There will be regular folding chairs in place, but attendees are urged to bring a lawn chair. After the event, several resource personnel will be available for further information concerning where and whom to contact.

“Addiction of an individual has far ranging effects on family members, friends, businesses, safety, finances, and employment; all bringing negative relationships. This activity of an evening of prayer is a way to address this and bring about a positive result,” organizers noted.

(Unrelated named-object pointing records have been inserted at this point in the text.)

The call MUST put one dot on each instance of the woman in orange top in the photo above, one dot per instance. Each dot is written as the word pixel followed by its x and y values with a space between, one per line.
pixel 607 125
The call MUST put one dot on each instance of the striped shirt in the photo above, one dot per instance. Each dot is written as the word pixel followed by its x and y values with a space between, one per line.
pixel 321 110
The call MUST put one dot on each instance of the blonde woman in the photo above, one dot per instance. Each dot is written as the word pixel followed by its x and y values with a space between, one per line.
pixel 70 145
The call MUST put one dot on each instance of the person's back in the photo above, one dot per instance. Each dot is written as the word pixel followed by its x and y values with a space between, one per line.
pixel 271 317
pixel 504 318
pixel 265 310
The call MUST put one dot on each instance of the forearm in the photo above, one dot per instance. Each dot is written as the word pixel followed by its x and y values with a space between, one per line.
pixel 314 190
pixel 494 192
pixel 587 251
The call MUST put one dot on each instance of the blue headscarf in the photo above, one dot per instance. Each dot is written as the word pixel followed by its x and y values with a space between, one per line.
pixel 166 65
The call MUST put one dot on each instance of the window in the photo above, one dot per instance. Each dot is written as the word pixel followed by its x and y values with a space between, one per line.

Ware’s Chapel VanAudsal Park is adjacent to the church on Foos Road. Foos Road is one mile west of U.S. 127, 10 miles north of Eaton, two mile south of West Manchester. The church was established in the 1830s on donated land, and its newsletter denotes its purpose to be a beacon to all, presently to be a beacon of hope in order to decrease this problem. “This endeavor is sincerely intended for all to come and join a collective prayer approach to rid our area of a problem that has resisted many other approaches,” church officials encourage.

The members of Ware’s Chapel invite the public to join them in “praying away this addictive practice.”

“Bring a friend, an interested person, someone struggling with addiction,” organizers said. “All will find an accepting and a friendly, welcoming, helpful environment.”